Itu adalah kemungkinan jika saya berhasil berangkat. Namun, jika kali ini visa saya kembali terkendala, maka... Ya Rabb... berapa puluh juta yang akan keluar untuk mengganti uang yang telah dikeluarkan oleh kementerian?
Saya gak mampu membayangkan seperti apa nantinya. Meskipun, setelah melalui diskusi panjang yang teramat menguras pikiran, energi, dan waktu... akhirnya orang tua saya bersedia menanggung semua. Tapi, setegar apapun seorang manusia, pada hakikatnya orang tua saya terbebani. Pasti! Segala ikhtiar pencapaian mimpi ini seolah memaksa otak saya bekerja berkali-kali lipat dan melumat hari-hari liburan saya menjadi kacau berantakan. Di tiap menit ketika saya membahas masalah ini dengan orang tua saya, selalu ada masa untuk kami terdiam sekian lama, seolah tenggelam dalam sepi yang tiba-tiba melesat ke udara, menguasai segenap perasaan kami, dan terkubur dalam pikiran kami masing-masing. Kosong mata mereka seolah menjadi jawaban segala pertanyaan saya. Namun, pada akhirnya orang tua saya akan tersenyum, dan saya akan tersenyum karenanya, seakan senyuman adalah satu-satunya bahasa yang mampu saya terjemahkan sebagai rasa cinta. Seberat apapun kondisinya, seterjal apapun jalannya, orang tua saya pada akhirnya akan membuktikan kesungguhan cintanya pada saya. Sepuluh detik selanjutnya, orang tua saya akan berteriak, bertanya sekuat tenaga pada Allah kapan hidup akan memperlakukanku dengan baik?? Namun, orang tua saya tak pernah tau, saya juga mempertanyakan hal yang serupa.

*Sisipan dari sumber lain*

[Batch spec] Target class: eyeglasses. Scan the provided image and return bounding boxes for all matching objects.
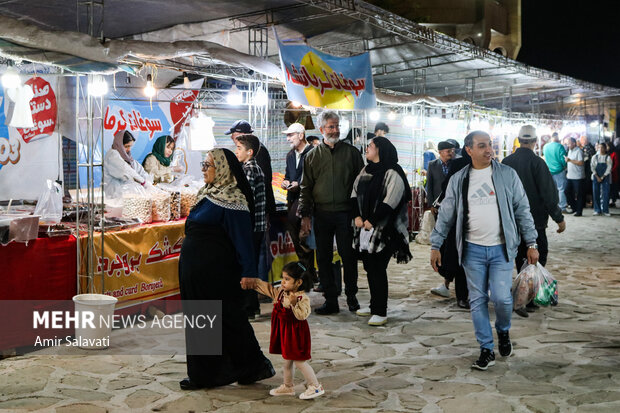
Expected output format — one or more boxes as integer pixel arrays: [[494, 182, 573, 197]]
[[323, 125, 340, 130], [200, 161, 215, 171]]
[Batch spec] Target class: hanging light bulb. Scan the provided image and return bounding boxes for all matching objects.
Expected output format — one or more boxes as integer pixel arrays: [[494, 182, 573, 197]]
[[254, 87, 269, 106], [88, 75, 108, 97], [403, 115, 415, 128], [144, 75, 157, 98], [2, 66, 22, 89], [226, 79, 243, 105]]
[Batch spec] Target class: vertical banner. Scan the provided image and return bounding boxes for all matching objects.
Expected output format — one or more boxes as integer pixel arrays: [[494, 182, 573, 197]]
[[0, 76, 60, 200], [278, 39, 377, 109]]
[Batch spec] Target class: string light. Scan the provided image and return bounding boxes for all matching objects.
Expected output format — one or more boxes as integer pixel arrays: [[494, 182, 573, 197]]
[[144, 75, 157, 98], [226, 79, 243, 105], [88, 75, 108, 97]]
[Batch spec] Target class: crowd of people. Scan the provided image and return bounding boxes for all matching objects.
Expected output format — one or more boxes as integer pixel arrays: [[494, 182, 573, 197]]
[[173, 110, 617, 399]]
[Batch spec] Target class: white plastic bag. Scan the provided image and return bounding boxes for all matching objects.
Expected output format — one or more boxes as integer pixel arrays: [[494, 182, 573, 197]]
[[34, 179, 62, 224]]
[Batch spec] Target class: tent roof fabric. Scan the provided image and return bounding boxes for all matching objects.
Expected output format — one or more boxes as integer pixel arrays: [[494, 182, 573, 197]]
[[0, 0, 620, 112]]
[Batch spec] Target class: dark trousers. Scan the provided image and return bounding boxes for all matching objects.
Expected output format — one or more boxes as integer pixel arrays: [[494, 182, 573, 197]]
[[286, 201, 316, 282], [362, 247, 392, 317], [314, 211, 357, 303], [564, 179, 584, 214], [243, 231, 265, 315], [515, 228, 549, 272]]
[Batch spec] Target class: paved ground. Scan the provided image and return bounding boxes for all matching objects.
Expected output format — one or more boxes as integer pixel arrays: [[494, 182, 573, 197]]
[[0, 210, 620, 413]]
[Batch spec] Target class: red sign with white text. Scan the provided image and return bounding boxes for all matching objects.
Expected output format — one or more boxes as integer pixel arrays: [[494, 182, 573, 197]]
[[17, 77, 57, 143]]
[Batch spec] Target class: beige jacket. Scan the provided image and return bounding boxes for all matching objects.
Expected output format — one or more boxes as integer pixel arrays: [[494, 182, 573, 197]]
[[254, 280, 311, 320], [144, 155, 174, 184]]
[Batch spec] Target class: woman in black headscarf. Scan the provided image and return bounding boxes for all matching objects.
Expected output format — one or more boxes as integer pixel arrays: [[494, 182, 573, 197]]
[[351, 136, 411, 326], [436, 143, 471, 309], [179, 149, 275, 390]]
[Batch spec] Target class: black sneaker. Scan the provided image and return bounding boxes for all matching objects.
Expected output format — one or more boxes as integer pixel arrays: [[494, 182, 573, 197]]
[[347, 296, 360, 313], [497, 331, 512, 357], [471, 348, 495, 370], [314, 301, 340, 315]]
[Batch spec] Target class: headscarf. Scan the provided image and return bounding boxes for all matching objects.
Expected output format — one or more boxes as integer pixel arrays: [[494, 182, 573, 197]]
[[357, 136, 412, 263], [142, 135, 172, 166], [198, 149, 254, 216], [357, 136, 411, 217], [112, 130, 135, 165]]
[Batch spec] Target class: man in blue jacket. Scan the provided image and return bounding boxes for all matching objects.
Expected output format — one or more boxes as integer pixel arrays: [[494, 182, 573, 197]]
[[431, 131, 538, 370]]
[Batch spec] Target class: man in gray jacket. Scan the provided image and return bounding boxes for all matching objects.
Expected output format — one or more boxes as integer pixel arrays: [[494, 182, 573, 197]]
[[431, 131, 538, 370]]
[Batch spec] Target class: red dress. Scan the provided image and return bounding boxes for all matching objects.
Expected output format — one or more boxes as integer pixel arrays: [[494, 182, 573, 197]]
[[269, 294, 311, 360]]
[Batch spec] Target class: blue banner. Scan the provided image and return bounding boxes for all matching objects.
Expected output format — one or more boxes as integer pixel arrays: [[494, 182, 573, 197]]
[[278, 40, 377, 109]]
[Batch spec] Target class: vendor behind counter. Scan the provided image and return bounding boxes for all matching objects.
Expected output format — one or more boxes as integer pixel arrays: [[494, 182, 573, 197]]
[[142, 135, 183, 184], [103, 130, 151, 198]]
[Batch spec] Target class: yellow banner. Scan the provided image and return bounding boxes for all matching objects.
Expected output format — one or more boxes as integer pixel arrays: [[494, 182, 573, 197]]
[[80, 221, 185, 308]]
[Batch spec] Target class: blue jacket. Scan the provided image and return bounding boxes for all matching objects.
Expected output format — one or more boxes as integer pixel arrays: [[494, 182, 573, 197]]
[[431, 160, 538, 264]]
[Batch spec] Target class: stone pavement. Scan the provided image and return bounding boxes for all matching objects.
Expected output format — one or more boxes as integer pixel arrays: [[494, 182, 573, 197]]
[[0, 209, 620, 413]]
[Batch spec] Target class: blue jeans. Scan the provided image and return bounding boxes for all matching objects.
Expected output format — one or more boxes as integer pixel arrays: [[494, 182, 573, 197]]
[[463, 242, 513, 350], [551, 171, 566, 209], [592, 175, 609, 214]]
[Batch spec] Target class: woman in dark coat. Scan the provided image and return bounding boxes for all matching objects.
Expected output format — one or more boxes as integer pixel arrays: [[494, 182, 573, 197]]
[[351, 136, 411, 326], [179, 149, 275, 390]]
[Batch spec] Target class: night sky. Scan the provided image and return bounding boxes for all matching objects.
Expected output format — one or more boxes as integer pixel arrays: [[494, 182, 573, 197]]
[[517, 0, 620, 88]]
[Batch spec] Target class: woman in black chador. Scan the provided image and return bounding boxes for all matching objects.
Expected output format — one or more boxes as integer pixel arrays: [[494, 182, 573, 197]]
[[179, 149, 275, 390]]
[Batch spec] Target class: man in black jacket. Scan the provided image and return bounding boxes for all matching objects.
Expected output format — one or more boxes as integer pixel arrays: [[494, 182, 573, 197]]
[[502, 125, 566, 317], [282, 123, 314, 278], [298, 110, 364, 315]]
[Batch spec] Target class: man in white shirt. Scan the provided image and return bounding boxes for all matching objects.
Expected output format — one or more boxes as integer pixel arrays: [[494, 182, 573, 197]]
[[281, 123, 314, 278], [564, 138, 586, 217], [431, 131, 538, 370]]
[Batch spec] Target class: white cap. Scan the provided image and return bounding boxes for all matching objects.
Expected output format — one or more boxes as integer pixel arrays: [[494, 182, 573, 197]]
[[519, 125, 537, 141], [282, 123, 306, 135]]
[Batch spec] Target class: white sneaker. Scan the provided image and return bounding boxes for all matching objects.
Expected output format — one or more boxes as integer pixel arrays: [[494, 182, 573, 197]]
[[355, 307, 372, 317], [431, 284, 450, 298], [299, 383, 325, 400], [269, 384, 295, 396], [368, 314, 387, 326]]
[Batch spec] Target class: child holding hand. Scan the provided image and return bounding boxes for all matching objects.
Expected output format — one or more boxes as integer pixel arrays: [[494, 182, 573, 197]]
[[248, 261, 325, 400]]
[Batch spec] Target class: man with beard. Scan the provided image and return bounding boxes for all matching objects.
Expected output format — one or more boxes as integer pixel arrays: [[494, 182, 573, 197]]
[[282, 123, 314, 278], [298, 110, 364, 315]]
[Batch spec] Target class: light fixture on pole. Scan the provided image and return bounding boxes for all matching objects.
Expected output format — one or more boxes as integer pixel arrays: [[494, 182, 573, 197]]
[[144, 75, 157, 98], [2, 66, 21, 89], [226, 79, 243, 105], [403, 115, 415, 128], [88, 75, 108, 97], [254, 86, 269, 106]]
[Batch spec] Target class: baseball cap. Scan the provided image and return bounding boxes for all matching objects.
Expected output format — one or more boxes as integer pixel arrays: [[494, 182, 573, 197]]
[[519, 125, 537, 141], [282, 123, 306, 135], [224, 120, 254, 135], [437, 141, 454, 151]]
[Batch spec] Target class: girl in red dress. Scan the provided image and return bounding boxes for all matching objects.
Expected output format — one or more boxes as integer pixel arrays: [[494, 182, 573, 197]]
[[249, 261, 325, 400]]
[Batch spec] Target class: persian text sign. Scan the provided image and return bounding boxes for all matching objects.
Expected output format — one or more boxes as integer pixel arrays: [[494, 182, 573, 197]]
[[81, 221, 185, 308], [278, 38, 376, 109], [17, 76, 57, 143]]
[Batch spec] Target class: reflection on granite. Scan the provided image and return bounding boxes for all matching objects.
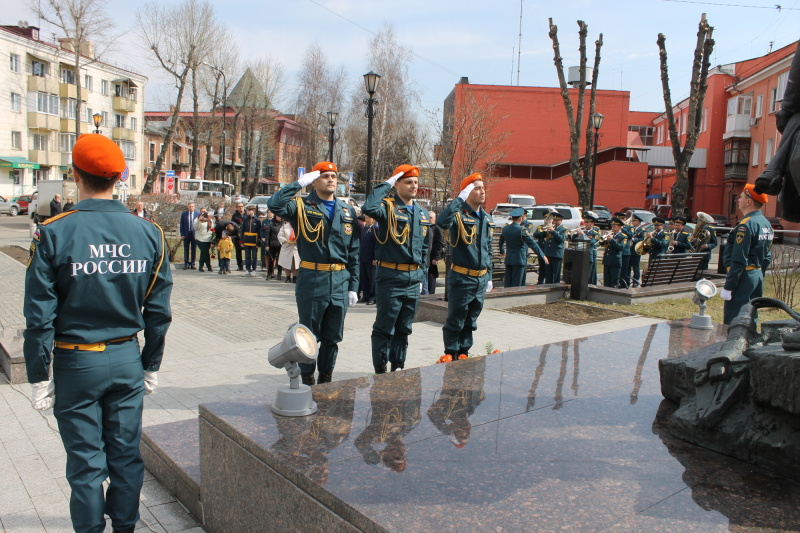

Gak mungkin saya hanya menyesal, menangis, mengutuk diri saya, menyalahkan mimpi yang tinggi atau bahkan takdir. Sia-sia!
Detik itu juga saya mengirimkan SMS kepada Pak Iwan. Saya minta tolong untuk tidak dibebani biaya apapun, karena saya tidak ada kemampuan di sana.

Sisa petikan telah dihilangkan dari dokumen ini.